It has been an ongoing debate in politics: are there enough women involved and conversely elected. Women make up roughly 20% of Congress while making up at least half the population of the country. There are workshops to get more women engaged with politics and there are leaders calling upon more women to explore public service.
A quick snapshot of New Jersey’s representation in Congress and the state level shows: 1 member of Congress with Congresswoman Bonnie Watson Coleman (D-NJ12), 11 state Senators out of 40 members, and 25 assemblywomen out of 80 members. There has been only one female governor in the state’s history with Christine Todd Whitman. The representation at the local level in cities is just as low.
As seen with Secretary Hillary Clinton’s presidential candidacies in 2008 and 2016, there is always a delicate balance when dealing with double standards and approaches to interacting with female candidates. That same sentiment and aspect can be seen with races at different levels and provide an extra element in the dynamics of a given election.
As Senate Majority Leader Loretta Weinberg (D-37) has mentioned,
I think there are still stereotypes that exist but less than there have been in the past. A male will often be described as strong and a good leader where a woman with the same traits might be described as aggressive or shrill.
Assemblywoman Valerie Huttle (D-37) echoes Weinberg with:
There are times you see men on a faster track for some reason. The dynamic is changing too slowly. It was 95 years ago that women got the right to vote but there is still this perception that politics is too rough and tumble for women. I am still working towards making sure my voice is heard because I do represent my constituents. I don’t want to be drowned out by leadership.
Debates between male and female candidates can highlight how language can be examined in a different light as opposed to a debate between candidates of the same sex. Whether it be ads, speeches, advocacy when elected, or any other area for a candidate or elected official there can be challenges and comments that are directed towards a female that a male does not face. Strong versus bossy or emotions versus more reversed are common points of analysis and debate where women are put under a larger spotlight and criticized.
Mayors like Dawn Zimmer from Hoboken or Wilda Diaz from Perth Amboy are part of a group of female municipal leaders and have both come under scrutiny for their aggressive styles in governing that might not be as contentious if they were male. They are both vocal about not only their stances but also hoping to pave the way for more women to step up into similar roles.
There are not too many women of forefront of making those decisions. As women, we need to give other women opportunities as long as they have that experience and are knowledgeable.
In 2013, former state Senator Barbara Buono hoped to defeat Governor Chris Christie but unable to gain traction even within her own party and often was vocal about her gender potentially playing a role in some of her struggles. A potential Republican candidate for governor in Lieutenant Governor Kim Guadagno could see similar struggles within her own party if she decides to run in 2017.
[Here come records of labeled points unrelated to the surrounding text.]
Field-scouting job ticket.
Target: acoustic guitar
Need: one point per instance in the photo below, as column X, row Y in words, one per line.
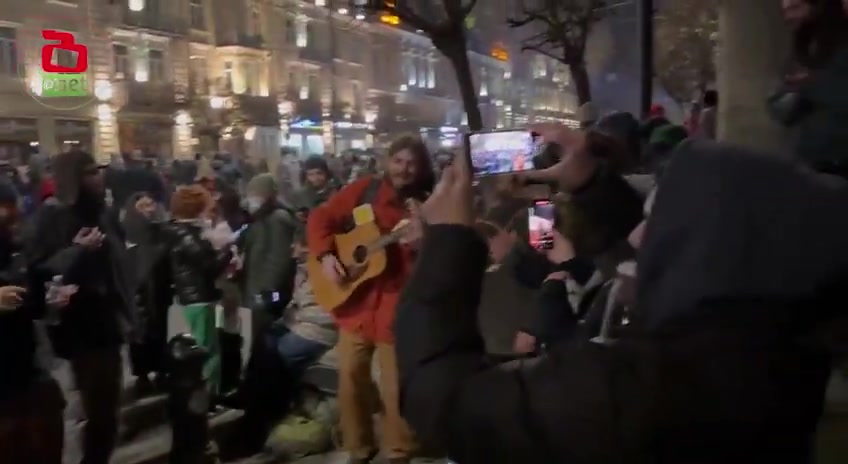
column 362, row 252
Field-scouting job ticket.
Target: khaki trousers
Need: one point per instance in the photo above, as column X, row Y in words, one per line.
column 356, row 399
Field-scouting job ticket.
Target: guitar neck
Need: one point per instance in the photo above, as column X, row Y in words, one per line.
column 385, row 241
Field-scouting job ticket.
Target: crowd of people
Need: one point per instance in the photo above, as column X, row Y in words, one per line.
column 683, row 308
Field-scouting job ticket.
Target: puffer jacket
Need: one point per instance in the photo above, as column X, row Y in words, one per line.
column 195, row 264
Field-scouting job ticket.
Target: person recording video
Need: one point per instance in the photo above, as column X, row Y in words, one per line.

The fact that it took nearly 150 years from the Declaration to Independence to the 19th Amendment being passed for women to have the right to vote speaks to the struggles women have faced in this country to get an equal voice and representation. It was only in 2014 that Congress saw at least 100 female members elected to Congress. A state like New Jersey went over 10 years without any female representation at the national level while states like California, Washington, and New Hampshire have two female U.S. Senators and multiple representatives in Congress.
While there is still room for improvement, you can scan the Garden State and see promise for what can be built upon. The state’s second in command with Guadagno and one of the top leaders in the Statehouse with Weinberg are female. While Buono fell short in 2013, next year could see multiple female names arise among those looking to run for governor. Male candidates like Senate President Stephen Sweeney (D-3) and Jersey City Mayor Steven Fulop are seen as the likely leading candidates to replace Governor Christie. But there could be energy behind not only Guadagno on the Republican side but also someone like state Senator Teresa Ruiz (D-29) who might see her name tossed around as a strong candidate for governor or a potential successor to Sweeney as Senate President if he were to be elected governor. State Senators like Diane Allen (R-7) and Jennifer Beck (R-11) are active members within the minority party in the statehouse and like Ruiz are eager to have their voice heard.
Even in 2016 with progress being made in different areas, there is still a climb ahead. There are strong candidates and elected officials around the state. There is a good chance the first female president could be elected in 2016. There are races like the U.S. Senate election in New Hampshire that feature two leading female candidates. The open election in 2014 for the seat held by Congresswoman Coleman featured a tight race at the top between her and state Senator Linda Greenstein (D-14). There are multiple younger women under 30 and 40 that are spotlighted each year and provide the state with a glimpse of potential candidates and leading advocates for policies.
In the Garden State, there can be a greater focus on cultivating and encouraging more female leaders. That goes beyond just New Jersey. Some states already see progress and successes in electing more female candidates. In 2014 at both the national and state levels there was a high number of female candidates. Again, it will be about building off of that and other steps forward. That approach will create a political environment and arena that features both men and women engaged in bettering their community, state, and country.